Die BaFin hat als nationale Abwicklungsbehörde für den Einheitlichen Abwicklungsfonds der Bankenunion (Single Resolution Fund – SRF) von deutschen Instituten für das Beitragsjahr 2021 die Bankenabgabe in Höhe von 2,49 Milliarden Euro erhoben. Davon entfallen 1,41 Milliarden Euro auf Groß- und Regionalbanken, 473 Millionen Euro auf Landesbanken und Spitzeninstitute des Sparkassen- und Genossenschaftssektors, 273 Millionen Euro auf Sparkassen, 168 Millionen Euro auf Genossenschaftsbanken und 172 Millionen Euro auf bestimmte weitere Institute, wie Hypothekenbanken und Finanzdienstleister. Entrichtet haben die europäische Bankenabgabe 1375 beitragspflichtige Institute in Deutschland.
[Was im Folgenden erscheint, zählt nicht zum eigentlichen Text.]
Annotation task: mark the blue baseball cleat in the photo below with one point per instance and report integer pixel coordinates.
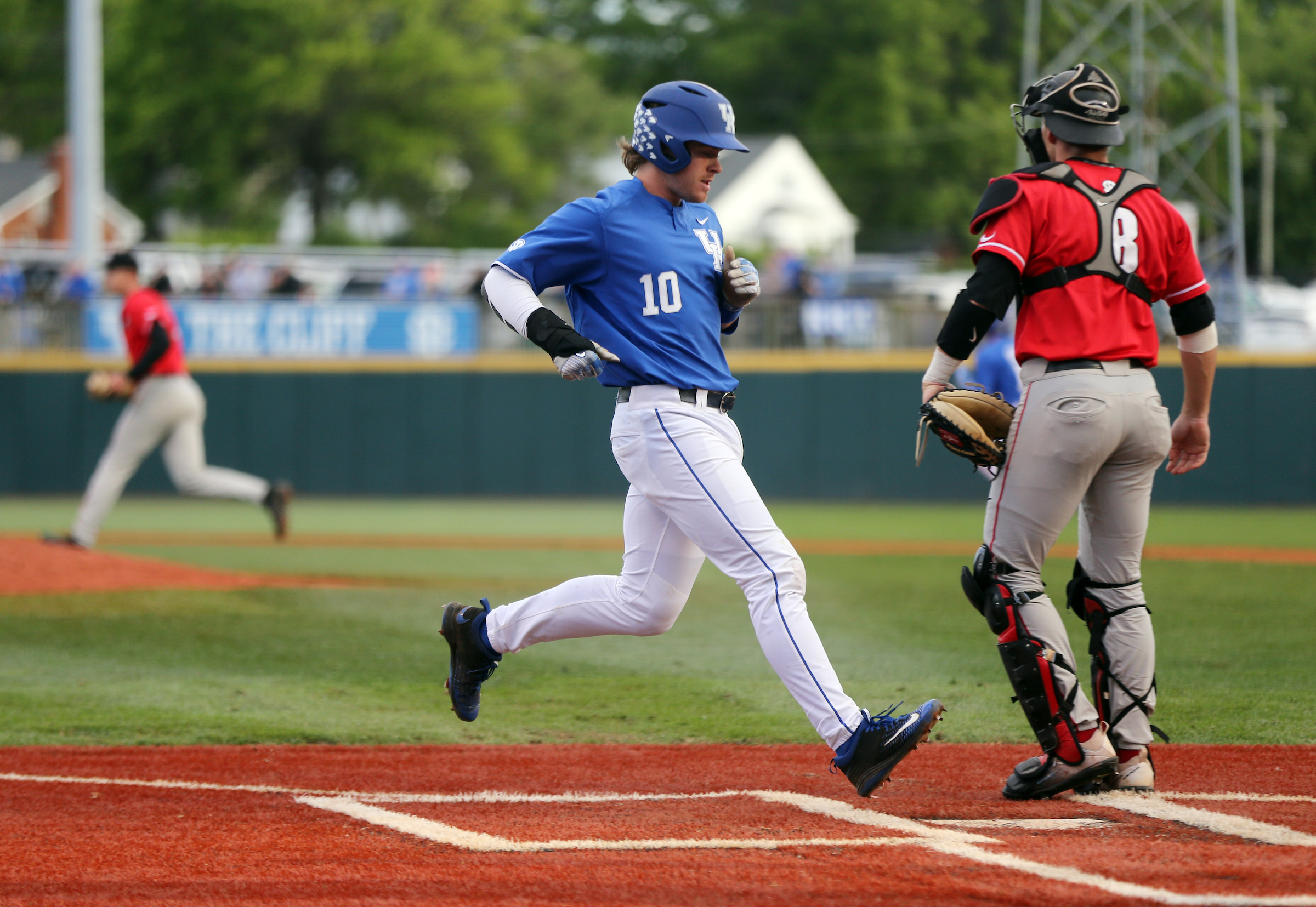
(881, 741)
(472, 660)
Der Ausschuss für die Einheitliche Abwicklung (SRB) berechnet jährlich die Bankenabgabe und verwaltet den SRF. Die BaFin hat die für den SRF erhobenen Beiträge der Institute Ende Juni 2021 auf die deutsche Kammer des SRF überwiesen. Insgesamt haben die beteiligten Staaten für den SRF eine Bankenabgabe in Höhe von rund 10,4 Milliarden Euro von 3018 beitragspflichtigen Instituten erhoben. Zum ersten Mal wurden auch Institute aus Kroatien und Bulgarien zur Bankenabgabe veranlagt. Der SRF verfügt nach Angaben des SRB aktuell über ein Volumen von rund 52 Milliarden Euro. Der SRF soll nach den gesetzlichen Vorgaben bis Ende 2023 ein Zielvolumen in Höhe von 1 Prozent der gedeckten Einlagen der Banken in den Mitgliedsstaaten erreichen.

Zusätzlich zu den Beiträgen für den SRF hat die BaFin noch rund 26,8 Millionen Euro von 75 inländischen Unionszweigstellen und CRR-Wertpapierfirmen erhoben, die unter Einzelaufsicht der BaFin stehen. Diese Mittel verwaltet die BaFin.